Uma nova terapia tripla demonstrou a erradicação completa de tumores de câncer de pâncreas em vários modelos de camundongos, oferecendo uma nova direção potencial para o tratamento de uma das formas mais mortais de câncer. A pesquisa, publicada na PNAS em 2 de dezembro, sugere uma estratégia poderosa para superar a resistência e melhorar as taxas de sobrevivência nesta doença agressiva.
O Desafio do Câncer de Pâncreas
O câncer de pâncreas é notoriamente difícil de tratar, com uma péssima taxa de sobrevivência em cinco anos de apenas 13%. O seu crescimento furtivo, muitas vezes sem sintomas iniciais, permite que a doença se espalhe antes de ser detectada. Os tratamentos existentes, como a quimioterapia, lutam para eliminar os tumores de forma eficaz e frequentemente causam efeitos colaterais graves. Os tumores adaptam-se frequentemente, encontrando vias alternativas de crescimento que tornam os medicamentos ineficazes.

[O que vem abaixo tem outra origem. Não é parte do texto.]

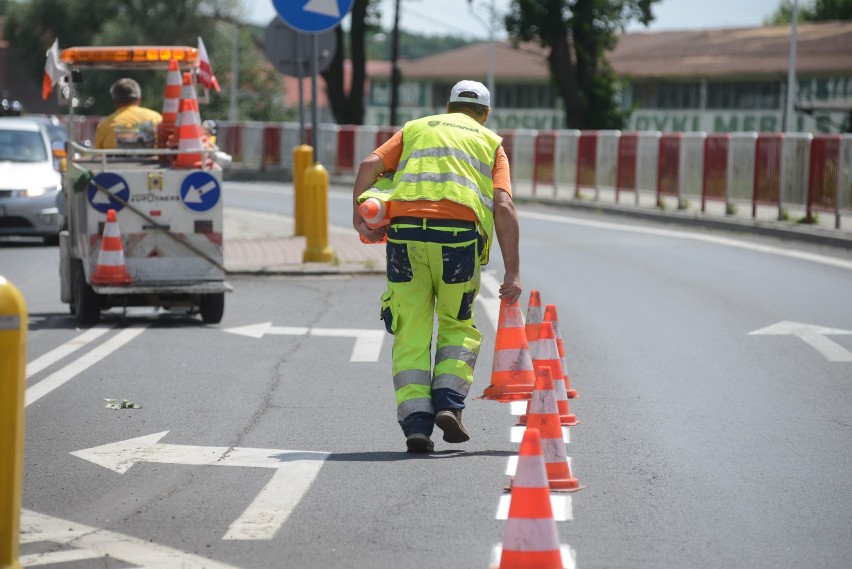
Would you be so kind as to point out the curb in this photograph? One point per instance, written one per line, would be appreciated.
(752, 227)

Uma abordagem tripartida para a eliminação de tumores
A nova terapia tem como alvo três vias críticas de crescimento do cancro simultaneamente: o gene mutado KRAS (presente em quase todos os cancros do pâncreas), uma via relacionada, e a proteína STAT3, que atua como um backup de emergência quando outras vias são bloqueadas. Os pesquisadores descobriram que o bloqueio de todas as três vias eliminou completamente os tumores em três modelos distintos de camundongos.
Esses modelos incluíam:
- Tumores implantados diretamente no pâncreas de camundongos
- Ratos geneticamente modificados que desenvolvem câncer de pâncreas
- Amostras de tumores humanos cultivadas em camundongos com sistema imunológico enfraquecido
Em todos os casos, os tumores foram erradicados a ponto de serem indetectáveis. Notavelmente, o tratamento não mostrou nenhuma toxicidade significativa em camundongos, sem efeitos adversos no peso corporal, no hemograma ou na saúde dos órgãos.
As drogas envolvidas e seu mecanismo
A combinação tripla de medicamentos inclui:
- Afatinibe: um medicamento aprovado pela FDA para certos tipos de câncer de pulmão
- Daraxonrasibe: atualmente em ensaios clínicos para cânceres com mutação KRAS
- Um novo composto projetado para desativar o STAT3
Esta combinação previne eficazmente a recorrência do tumor; no estudo, os tumores não retornaram durante pelo menos 200 dias após o tratamento – uma duração mais longa do que normalmente alcançada com terapias com um único medicamento em modelos animais semelhantes.
Próximas etapas e advertências
Embora promissora, a pesquisa ainda está em seus estágios iniciais. Os ratos tendem a tolerar melhor a toxicidade do que os humanos, pelo que os potenciais efeitos secundários nos pacientes continuam a ser uma preocupação. Os pesquisadores estão trabalhando para identificar medicamentos alternativos que atuem nas mesmas vias com menos efeitos adversos.
Além disso, os tumores pancreáticos apresentam uma diversidade genética significativa, o que significa que esta terapia pode não ser universalmente eficaz. A equipe planeja testar a abordagem em modelos adicionais de camundongos com diferentes mutações KRAS e outras alterações genéticas relacionadas ao câncer para avaliar sua ampla aplicabilidade.
A eliminação de tumores em ratos é um avanço substancial. Embora sejam necessários ensaios em humanos, os resultados sugerem um novo paradigma para o tratamento do cancro do pâncreas – um paradigma que supere a resistência e proporcione remissão a longo prazo.